Man erkennt einen Charakter am ehesten an seinem Humor; oder dessen Fehlen. Man beachte, wie gelacht wird und worüber. Den Zwangsneurotikern ist kein offenes Lachen gegeben. Das Böse lächelt nicht, schon gar lacht es nicht herzhaft. Es grinst dämonisch oder wiehert hinter einer Maske. Gier verzerrt die Züge.

Da die USA ein Einwanderungsland sind, der amtierende Präsident ist aus der Pfalz, also deutschstämmig, muss man sich gelegentlich auch exotische Namen merken. Vivek Ganapathy Ramaswamy zum Beispiel ist ein zugewanderter Hindu aus Indien, der sich in Ohio niedergelassen hat. Er leitet die neue Behörde für Regierungseffizienz zusammen mit dem Migranten Elon Musk, einem weißen Südafrikaner, der Wert darauf legt, kein Bure zu sein, sondern britischer Abstammung. Aus der Tiefe des sozialen Raums stammt der Hilly Billy JD Vance, der den Vice President gibt, ein gelernter Repräsentant des „poor white trash“; aufgestiegen und jetzt mit einer Inderin verheiratet. Diese vier Figuren gehören zur Neuen Rechten der Republikaner, was ideologisch nicht so ganz konsistent ist, aber doch als unverhohlen merkantil begriffen werden kann. So geht jetzt BOURGEOISE in der neuen Welt.

Was zeichnet die Neue Rechte aus? Ich übergehe mal den NATIONALISMUS zugunsten eines Großen Amerika, weil es nicht ganz einfach zu erklären ist, was ausgerechnet diese zusammengewürfelte Bande so am Ethnozentrismus begeistert. Siehe oben. Ein anderes Merkmal ist die Freude am Rigorosen. Man ist RIGOROS. Da gibt es einen ganz eigenen Humor. Vivek ist für folgenden Vorschlag zuständig: Wie man das Sozialbudget des Staates halbieren könne? Nun, man sage den Amerikanern, deren Sozialnummer auf einer geraden Zahl ende, dass sie raus sind. Bei ungerader Endziffer sei man noch drin. Ergebnis: Budget halbiert. Job erledigt.

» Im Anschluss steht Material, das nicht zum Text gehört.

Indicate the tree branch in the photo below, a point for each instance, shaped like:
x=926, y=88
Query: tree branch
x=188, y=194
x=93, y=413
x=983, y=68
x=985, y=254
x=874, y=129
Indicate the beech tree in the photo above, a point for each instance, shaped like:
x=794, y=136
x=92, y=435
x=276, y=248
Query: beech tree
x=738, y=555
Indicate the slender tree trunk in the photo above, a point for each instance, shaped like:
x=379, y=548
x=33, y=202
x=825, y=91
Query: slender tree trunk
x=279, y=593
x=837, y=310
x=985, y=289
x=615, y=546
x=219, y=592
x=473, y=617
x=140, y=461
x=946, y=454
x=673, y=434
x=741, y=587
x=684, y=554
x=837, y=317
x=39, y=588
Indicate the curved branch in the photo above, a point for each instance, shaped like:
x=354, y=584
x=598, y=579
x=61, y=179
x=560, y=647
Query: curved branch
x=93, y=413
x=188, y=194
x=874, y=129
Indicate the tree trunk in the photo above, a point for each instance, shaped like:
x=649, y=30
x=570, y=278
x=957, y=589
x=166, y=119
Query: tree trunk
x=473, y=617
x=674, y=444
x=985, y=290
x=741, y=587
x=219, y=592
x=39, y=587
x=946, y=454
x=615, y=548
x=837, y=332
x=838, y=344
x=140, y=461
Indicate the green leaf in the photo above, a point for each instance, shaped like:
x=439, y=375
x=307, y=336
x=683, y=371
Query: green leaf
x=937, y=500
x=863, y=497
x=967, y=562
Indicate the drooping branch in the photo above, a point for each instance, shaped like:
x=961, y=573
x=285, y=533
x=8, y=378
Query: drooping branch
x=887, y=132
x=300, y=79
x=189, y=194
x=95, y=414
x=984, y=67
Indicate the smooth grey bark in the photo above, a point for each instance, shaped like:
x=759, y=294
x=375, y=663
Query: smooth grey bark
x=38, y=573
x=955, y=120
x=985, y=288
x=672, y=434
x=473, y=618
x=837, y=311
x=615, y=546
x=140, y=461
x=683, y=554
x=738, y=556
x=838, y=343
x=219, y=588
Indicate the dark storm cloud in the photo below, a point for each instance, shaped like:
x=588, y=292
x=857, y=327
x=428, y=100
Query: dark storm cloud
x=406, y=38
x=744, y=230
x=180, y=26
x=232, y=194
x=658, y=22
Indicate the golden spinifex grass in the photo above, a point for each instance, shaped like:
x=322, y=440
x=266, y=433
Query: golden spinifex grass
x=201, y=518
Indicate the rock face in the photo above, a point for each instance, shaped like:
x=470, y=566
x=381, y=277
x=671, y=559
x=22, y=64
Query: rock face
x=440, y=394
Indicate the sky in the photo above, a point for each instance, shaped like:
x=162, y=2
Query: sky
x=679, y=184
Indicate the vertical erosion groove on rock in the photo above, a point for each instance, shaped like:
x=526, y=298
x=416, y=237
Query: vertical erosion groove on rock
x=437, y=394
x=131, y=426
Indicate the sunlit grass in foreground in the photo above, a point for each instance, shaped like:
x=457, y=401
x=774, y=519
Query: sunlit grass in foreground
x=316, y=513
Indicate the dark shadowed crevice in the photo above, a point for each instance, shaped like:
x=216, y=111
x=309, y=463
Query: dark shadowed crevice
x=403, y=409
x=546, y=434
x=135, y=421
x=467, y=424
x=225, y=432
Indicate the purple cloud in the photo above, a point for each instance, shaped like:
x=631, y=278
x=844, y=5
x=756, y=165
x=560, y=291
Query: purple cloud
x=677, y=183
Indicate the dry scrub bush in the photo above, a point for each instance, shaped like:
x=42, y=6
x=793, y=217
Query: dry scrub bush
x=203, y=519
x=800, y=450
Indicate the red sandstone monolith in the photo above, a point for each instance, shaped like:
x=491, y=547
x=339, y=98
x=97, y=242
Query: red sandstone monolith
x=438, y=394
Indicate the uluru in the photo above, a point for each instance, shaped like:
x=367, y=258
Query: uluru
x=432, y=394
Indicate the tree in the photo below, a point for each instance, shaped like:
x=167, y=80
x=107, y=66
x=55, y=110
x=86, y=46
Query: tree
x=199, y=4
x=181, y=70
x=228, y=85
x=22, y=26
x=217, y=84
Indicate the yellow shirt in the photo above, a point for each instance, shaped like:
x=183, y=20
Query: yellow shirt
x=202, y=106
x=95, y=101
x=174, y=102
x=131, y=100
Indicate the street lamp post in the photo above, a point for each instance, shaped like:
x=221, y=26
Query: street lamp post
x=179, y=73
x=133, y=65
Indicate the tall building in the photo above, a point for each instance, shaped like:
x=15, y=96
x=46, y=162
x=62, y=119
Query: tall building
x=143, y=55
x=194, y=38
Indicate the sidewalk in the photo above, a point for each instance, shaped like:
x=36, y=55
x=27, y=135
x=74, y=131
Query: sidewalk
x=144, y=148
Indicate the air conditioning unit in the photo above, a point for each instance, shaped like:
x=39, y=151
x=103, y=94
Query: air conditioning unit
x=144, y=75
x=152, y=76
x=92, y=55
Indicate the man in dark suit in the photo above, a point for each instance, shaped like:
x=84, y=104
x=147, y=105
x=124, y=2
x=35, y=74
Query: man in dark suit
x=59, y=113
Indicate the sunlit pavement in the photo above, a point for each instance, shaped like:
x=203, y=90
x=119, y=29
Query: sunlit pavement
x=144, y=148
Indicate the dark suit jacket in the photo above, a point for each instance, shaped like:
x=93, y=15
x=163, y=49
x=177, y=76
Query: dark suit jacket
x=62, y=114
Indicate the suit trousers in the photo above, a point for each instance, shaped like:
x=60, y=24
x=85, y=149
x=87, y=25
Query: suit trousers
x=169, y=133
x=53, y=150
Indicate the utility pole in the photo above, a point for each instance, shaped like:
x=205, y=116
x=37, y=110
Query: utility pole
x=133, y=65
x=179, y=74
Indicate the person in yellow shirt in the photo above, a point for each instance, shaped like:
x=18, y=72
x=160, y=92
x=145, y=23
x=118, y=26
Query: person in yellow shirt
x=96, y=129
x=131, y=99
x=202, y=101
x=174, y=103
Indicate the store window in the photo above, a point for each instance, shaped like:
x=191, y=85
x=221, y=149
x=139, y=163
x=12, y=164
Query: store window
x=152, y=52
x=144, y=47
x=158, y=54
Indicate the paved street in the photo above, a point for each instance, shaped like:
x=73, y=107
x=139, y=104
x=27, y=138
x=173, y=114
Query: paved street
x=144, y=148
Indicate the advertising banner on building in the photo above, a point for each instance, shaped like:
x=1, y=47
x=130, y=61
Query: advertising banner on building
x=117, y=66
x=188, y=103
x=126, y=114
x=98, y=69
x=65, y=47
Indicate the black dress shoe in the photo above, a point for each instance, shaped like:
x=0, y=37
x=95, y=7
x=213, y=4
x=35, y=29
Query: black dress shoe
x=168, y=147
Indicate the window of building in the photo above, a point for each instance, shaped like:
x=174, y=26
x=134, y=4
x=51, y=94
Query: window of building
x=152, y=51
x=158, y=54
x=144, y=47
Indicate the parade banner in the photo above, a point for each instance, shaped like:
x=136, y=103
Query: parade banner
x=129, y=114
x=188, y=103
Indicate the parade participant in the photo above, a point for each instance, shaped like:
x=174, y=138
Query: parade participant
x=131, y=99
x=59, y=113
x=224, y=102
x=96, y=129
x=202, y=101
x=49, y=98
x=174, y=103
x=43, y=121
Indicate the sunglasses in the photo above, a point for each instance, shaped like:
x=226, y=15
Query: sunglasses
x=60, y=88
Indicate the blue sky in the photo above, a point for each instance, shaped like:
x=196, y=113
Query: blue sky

Darüber können die Herrschaften sich kringeln; man studiere das Lachen des Tesla-Chefs. Weiterer Scherz. Als der Botschafter Dänemarks vorträgt, dass Grönland nicht zum Verkauf stünde, erhält er die Erwiderung: „Bullshit. Everything is for sale.“ Wie auf diesen Exzess des Merkantilen obendrauf das Evangelikale passt und die populistische Zuwendung an die Arbeiterschaft, das mag zusammendenken, wer will. Ich fürchte, dass zum neuen Humor auch der Mut zum Widerspruch gehört. Die Charaktermasken des Kapitals feiern ihr Kalkül unverhohlen.

Des Kaisers neue Kleider bestehen mittlerweile darin, dass auch er selbst, der Hegemon, weiß, dass er nichts mehr zu verbergen hat. Das Kapital promeniert unbekleidet. Profan oder paradox zu sein, das stört doch den Oligarchen nicht.